Je repoussais la couverture et me dirigeais vers ma salle de bain. Je ne voulais pas qu’elle me voie pleurer. Pas alors que j’avais entendu ses hurlements. Une fois seules, mes larmes coulèrent de plus belle.


— Je peux entrer ? m’interrogea Océane derrière la porte.

— Oui, lui répondis-je après avoir séché mes larmes.

— Qu’est-ce qu’il se passe ?


Elle vint s’asseoir devant moi et prit mes mains dans les siennes. Elles étaient très douces et il n’y avait aucune cicatrice, contrairement à ses avant-bras,


— Pourquoi… elle t’a fait ça ?

— Ce serait trop long à t’expliquer pour le moment.

— S’il te plaît ! J’ai besoin de comprendre. De comprendre pourquoi personne n’est jamais venu me sauver d’elle.

— Ce soir-là, j’ai vu dans ton regard à quel point ta mère te terrorise et ton attitude me l’a tout de suite confirmée. L’Empire tout entier est terrorisé par l’impératrice, tout comme toi.
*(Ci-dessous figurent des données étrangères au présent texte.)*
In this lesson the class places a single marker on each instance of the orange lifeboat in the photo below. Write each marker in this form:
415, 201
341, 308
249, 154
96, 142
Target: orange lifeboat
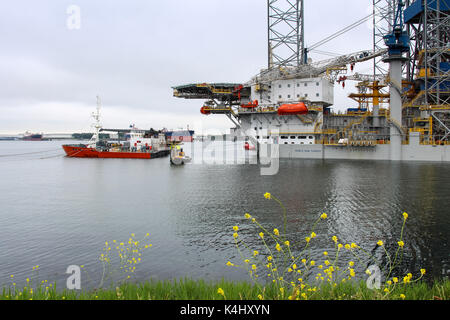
250, 105
292, 109
205, 111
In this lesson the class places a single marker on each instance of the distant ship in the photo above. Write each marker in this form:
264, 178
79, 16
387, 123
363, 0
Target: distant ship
180, 136
32, 136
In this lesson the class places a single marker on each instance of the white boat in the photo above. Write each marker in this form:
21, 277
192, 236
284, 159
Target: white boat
177, 156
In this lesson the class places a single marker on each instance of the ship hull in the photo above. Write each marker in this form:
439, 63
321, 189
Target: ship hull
84, 152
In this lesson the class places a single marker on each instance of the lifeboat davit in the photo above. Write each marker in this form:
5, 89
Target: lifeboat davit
247, 146
250, 105
205, 111
292, 109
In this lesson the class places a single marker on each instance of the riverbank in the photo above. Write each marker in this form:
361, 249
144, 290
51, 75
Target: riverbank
187, 289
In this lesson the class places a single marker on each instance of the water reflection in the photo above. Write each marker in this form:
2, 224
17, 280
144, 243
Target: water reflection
56, 212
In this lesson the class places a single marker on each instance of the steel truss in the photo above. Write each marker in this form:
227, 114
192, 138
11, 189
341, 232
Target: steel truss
285, 33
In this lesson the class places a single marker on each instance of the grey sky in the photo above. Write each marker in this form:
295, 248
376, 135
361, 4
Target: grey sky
132, 52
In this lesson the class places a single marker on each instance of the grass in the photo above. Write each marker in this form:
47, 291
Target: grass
187, 289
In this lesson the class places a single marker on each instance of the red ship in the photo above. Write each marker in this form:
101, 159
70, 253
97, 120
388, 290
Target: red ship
139, 145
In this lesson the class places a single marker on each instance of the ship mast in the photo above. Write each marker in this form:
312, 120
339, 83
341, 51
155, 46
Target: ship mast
96, 116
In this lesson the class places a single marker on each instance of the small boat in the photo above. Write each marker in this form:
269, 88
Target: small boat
180, 135
177, 156
247, 146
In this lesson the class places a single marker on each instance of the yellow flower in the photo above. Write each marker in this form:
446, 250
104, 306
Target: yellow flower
352, 273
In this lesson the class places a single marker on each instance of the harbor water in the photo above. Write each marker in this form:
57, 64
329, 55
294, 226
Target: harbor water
57, 211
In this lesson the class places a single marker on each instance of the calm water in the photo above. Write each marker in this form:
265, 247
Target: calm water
56, 211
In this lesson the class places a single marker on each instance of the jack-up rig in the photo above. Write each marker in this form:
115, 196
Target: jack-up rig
403, 113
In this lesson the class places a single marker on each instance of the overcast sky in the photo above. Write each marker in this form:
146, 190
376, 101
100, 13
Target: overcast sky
131, 52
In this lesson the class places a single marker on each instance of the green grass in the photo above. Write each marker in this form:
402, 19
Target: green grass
187, 289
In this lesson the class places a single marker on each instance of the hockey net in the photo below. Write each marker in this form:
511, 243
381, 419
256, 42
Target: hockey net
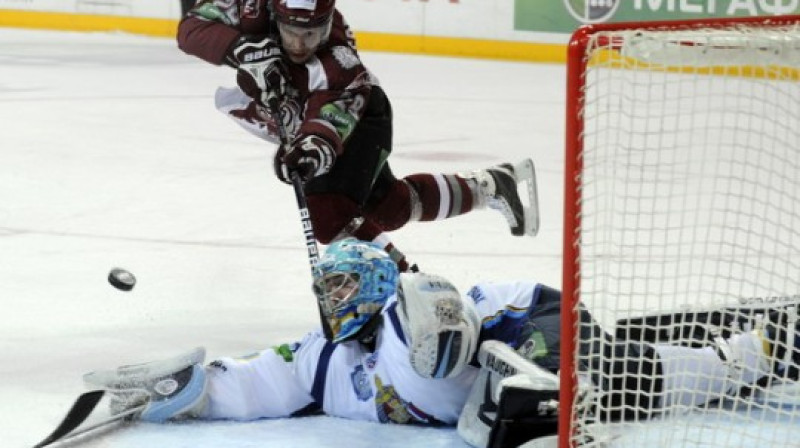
682, 196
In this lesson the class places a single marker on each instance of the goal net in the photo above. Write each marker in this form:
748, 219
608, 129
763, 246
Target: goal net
682, 226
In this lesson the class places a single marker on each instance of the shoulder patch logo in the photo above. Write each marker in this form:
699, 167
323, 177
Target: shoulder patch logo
345, 57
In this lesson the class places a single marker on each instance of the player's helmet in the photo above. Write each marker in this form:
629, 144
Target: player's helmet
304, 25
352, 282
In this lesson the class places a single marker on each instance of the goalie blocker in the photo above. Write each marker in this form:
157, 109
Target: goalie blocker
511, 402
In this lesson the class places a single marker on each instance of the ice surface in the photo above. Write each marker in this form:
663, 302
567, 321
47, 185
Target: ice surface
112, 154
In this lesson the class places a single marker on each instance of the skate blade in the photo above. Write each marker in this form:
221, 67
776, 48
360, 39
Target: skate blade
122, 376
525, 173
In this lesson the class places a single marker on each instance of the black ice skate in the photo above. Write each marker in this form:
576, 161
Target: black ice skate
498, 190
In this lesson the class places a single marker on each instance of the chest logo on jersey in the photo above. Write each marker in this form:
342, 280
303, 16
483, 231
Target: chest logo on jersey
476, 294
393, 409
371, 361
360, 381
345, 57
251, 9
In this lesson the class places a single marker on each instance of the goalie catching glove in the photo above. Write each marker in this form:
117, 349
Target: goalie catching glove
442, 327
261, 73
309, 156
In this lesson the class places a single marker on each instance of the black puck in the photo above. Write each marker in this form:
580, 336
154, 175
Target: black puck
121, 279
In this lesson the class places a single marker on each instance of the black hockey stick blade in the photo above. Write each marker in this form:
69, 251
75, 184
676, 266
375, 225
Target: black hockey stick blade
78, 413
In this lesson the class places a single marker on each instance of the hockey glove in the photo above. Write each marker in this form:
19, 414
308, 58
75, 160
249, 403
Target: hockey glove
310, 156
261, 73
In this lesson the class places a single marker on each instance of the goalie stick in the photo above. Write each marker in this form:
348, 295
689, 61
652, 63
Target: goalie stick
80, 411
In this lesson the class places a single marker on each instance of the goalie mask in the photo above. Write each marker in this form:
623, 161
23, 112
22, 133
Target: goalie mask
352, 282
304, 26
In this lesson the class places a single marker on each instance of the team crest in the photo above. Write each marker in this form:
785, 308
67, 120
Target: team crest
372, 361
345, 57
360, 382
251, 8
393, 409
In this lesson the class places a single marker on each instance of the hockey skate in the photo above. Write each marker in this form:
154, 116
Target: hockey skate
164, 389
498, 190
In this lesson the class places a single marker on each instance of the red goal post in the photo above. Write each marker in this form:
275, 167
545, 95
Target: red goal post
718, 56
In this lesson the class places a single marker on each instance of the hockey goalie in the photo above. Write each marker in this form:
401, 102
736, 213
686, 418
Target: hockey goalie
410, 349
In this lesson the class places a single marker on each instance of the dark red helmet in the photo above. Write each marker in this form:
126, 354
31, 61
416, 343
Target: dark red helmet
303, 13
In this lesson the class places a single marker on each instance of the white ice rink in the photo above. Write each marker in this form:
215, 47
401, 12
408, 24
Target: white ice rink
112, 154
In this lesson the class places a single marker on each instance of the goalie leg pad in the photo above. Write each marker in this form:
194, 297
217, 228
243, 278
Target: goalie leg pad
512, 401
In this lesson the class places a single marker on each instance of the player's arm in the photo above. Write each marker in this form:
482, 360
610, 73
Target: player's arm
209, 30
337, 101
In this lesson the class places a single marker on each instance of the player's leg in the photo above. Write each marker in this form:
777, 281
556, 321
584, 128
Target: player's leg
261, 385
247, 388
433, 197
336, 200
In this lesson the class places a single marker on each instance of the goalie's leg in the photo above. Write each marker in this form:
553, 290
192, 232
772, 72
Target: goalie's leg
172, 388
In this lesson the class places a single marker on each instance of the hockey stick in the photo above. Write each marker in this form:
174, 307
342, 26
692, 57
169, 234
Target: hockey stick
80, 411
299, 194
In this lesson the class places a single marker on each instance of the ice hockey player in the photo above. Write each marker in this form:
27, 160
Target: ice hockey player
408, 348
300, 57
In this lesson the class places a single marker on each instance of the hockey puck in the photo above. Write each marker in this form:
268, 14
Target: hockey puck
121, 279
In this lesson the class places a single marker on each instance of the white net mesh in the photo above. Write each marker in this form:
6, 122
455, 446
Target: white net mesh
690, 200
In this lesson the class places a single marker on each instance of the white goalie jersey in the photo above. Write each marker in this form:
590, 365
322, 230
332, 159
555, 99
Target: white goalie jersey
353, 381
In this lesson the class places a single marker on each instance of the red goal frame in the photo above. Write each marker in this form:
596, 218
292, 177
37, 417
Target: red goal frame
576, 67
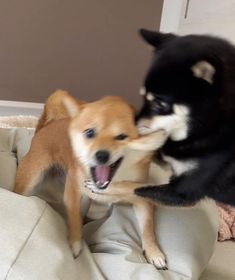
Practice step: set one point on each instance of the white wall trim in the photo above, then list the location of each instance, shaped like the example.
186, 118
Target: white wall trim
13, 108
171, 15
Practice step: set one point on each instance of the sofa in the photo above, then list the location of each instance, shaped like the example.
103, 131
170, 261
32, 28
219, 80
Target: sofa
33, 232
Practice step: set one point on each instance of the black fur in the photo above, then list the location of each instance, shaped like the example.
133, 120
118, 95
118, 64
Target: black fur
211, 128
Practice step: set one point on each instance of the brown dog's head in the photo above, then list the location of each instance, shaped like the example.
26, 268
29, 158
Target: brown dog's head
100, 132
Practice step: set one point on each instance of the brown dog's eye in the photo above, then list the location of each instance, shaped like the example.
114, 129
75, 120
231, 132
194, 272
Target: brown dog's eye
89, 133
121, 136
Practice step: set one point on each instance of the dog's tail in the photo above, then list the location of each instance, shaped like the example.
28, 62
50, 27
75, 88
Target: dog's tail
55, 108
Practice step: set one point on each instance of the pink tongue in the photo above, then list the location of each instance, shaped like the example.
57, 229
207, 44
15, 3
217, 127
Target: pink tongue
102, 173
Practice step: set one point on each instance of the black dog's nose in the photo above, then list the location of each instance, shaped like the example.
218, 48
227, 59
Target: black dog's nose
102, 156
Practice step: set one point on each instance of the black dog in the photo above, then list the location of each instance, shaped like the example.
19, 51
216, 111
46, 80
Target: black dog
190, 91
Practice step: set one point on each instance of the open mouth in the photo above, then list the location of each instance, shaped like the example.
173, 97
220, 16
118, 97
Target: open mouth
103, 174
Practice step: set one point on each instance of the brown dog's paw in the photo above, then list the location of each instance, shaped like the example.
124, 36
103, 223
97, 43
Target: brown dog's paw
157, 258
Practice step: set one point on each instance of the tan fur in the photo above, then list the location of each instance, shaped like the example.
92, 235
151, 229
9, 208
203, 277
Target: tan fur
60, 140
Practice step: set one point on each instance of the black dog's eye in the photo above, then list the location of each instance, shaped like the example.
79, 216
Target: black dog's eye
121, 136
89, 133
161, 106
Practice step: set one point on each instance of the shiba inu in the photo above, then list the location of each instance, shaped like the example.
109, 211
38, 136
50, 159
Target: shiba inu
189, 91
97, 145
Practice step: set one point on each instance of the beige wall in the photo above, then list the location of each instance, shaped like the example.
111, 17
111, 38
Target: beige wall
88, 47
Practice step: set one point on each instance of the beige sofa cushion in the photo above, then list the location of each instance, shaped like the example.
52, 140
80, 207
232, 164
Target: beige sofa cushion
33, 237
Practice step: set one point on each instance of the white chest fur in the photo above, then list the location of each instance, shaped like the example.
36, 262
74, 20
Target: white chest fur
179, 166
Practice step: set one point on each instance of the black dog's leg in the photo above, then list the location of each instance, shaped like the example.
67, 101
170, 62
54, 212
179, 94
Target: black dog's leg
179, 192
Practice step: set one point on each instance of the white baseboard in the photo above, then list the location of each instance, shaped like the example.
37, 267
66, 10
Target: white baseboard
13, 108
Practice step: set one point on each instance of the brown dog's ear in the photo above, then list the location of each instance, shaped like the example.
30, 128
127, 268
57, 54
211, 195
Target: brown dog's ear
72, 106
156, 39
149, 142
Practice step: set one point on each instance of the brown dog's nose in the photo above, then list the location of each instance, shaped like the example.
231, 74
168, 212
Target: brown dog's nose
102, 156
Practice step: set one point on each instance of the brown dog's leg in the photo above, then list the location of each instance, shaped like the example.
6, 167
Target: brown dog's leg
145, 216
72, 199
30, 172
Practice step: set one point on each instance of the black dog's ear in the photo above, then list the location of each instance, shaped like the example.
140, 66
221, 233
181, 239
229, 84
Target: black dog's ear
156, 39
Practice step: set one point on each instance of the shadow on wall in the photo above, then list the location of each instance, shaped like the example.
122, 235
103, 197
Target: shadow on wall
90, 48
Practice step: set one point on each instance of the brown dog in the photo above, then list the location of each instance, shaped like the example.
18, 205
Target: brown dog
96, 141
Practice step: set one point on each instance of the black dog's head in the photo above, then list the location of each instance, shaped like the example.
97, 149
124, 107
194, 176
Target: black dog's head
190, 86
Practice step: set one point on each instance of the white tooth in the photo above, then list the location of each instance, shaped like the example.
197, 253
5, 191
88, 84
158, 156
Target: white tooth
150, 96
142, 91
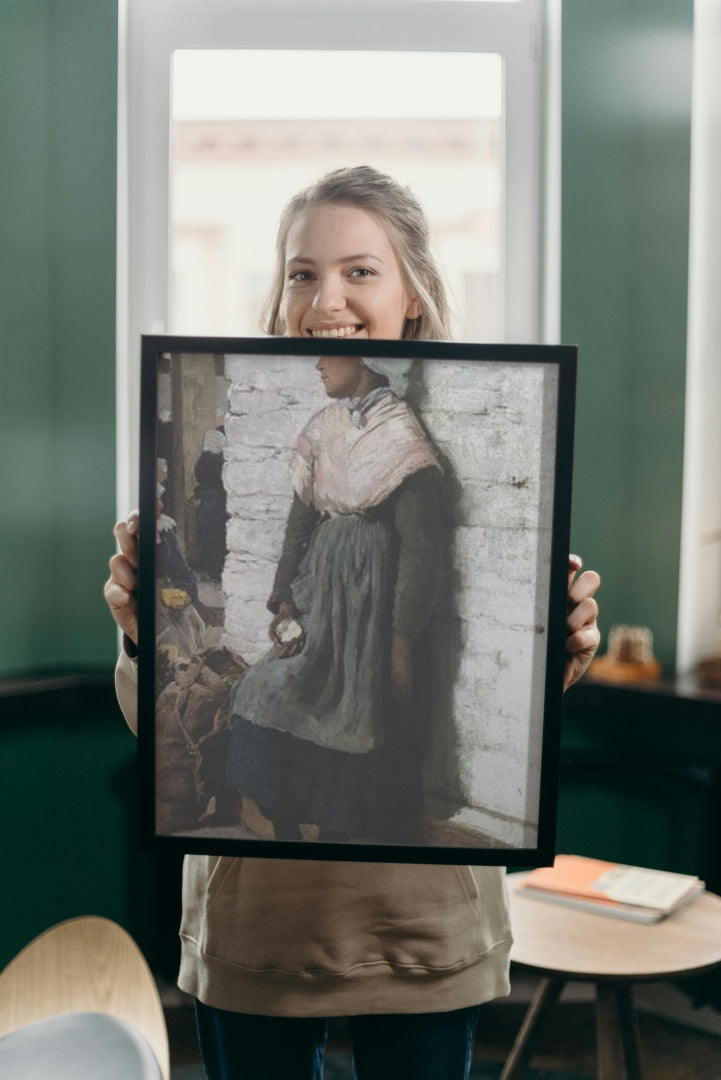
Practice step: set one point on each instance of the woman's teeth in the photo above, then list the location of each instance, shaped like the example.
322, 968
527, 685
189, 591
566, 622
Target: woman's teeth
336, 332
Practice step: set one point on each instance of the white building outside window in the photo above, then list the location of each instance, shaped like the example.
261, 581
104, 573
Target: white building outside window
228, 107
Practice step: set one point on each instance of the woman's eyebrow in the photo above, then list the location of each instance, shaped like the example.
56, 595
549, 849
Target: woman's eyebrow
362, 257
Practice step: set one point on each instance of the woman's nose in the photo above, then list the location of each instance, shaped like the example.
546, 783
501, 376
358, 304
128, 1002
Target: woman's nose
328, 295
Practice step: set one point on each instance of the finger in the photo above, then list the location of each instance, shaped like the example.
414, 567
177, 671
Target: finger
575, 564
586, 639
587, 584
126, 535
123, 572
123, 608
584, 613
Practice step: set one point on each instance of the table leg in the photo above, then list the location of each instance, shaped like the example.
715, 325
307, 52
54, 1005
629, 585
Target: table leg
616, 1031
545, 997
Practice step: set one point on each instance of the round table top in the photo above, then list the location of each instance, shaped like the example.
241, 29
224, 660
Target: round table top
562, 941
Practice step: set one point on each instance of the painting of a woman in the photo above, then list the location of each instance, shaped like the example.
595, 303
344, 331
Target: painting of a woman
327, 727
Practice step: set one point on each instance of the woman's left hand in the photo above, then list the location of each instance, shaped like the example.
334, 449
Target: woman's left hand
583, 635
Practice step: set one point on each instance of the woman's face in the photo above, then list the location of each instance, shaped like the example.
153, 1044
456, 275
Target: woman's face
342, 278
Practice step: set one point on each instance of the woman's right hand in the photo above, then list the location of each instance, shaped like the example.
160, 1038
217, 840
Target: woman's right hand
121, 588
284, 649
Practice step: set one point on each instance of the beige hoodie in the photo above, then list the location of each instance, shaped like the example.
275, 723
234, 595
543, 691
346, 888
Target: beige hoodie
301, 937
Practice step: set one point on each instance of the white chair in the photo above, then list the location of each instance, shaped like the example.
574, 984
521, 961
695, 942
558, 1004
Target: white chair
80, 1002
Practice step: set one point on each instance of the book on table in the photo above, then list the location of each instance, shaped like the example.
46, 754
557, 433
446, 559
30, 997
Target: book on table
615, 889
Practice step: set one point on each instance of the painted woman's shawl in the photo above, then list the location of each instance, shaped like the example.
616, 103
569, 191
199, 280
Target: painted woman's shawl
349, 462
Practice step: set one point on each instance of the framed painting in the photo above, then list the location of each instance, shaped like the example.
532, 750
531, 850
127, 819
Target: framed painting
353, 574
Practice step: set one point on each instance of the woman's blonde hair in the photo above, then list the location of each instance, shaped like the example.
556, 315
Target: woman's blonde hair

Ta mère est une dictatrice, Elena. Ta mère tue de sang-froid tout ceux qui la contredise. Si tu n’étais pas intervenue, je serais morte à l’heure qu’il est.


À la façon dont elle expliquait ça, ce qu’il se passait dehors était bien pire que ce que j’avais pu imaginer. Si elle avait voulu exécuter Océane, c’est qu’elle avait dû la défier, elle aussi.


— Sa dictature ? Excuse-moi Océane, mais je ne comprends rien à ce que tu me dis.

— Tu as eu des cours d’histoire ?

— Jamais.

— C’est plus compliqué que je ne le pensais. Au sein de l’Empire dont tu vas hériter en devenant Impératrice à ton tour, ta mère exerce une dictature. Tu vois toutes les contraintes qu’elle t’impose ? Que ce soit le couvre-feu ou l’absence de cours d’histoire.

— Je vois très bien, soupirais-je.


Je comprenais mieux maintenant pourquoi personne ne m’était venu en aide même quand ma mère était violente avec moi en public.


— Et bien, l’Empire entier, ses habitants ont aussi des contraintes comme l’interdiction de s’opposer à l’Impératrice. Qu’on soit à l’extérieur ou à l’intérieur de ce château, que ce soit toi ou moi, nous sommes tous sous le contrôle de ta mère.

— Alors c’est bien à cause d’elle que le monde extérieur est dangereux ?

— Oui. Et il est temps que ça change, qu’importe la manière. Tu comprends ?

— Oui.

— Maintenant que je suis libre et qu’on est en contact, je vais tout faire pour trouver le moyen de te sortir de là. Je t’en fais la promesse.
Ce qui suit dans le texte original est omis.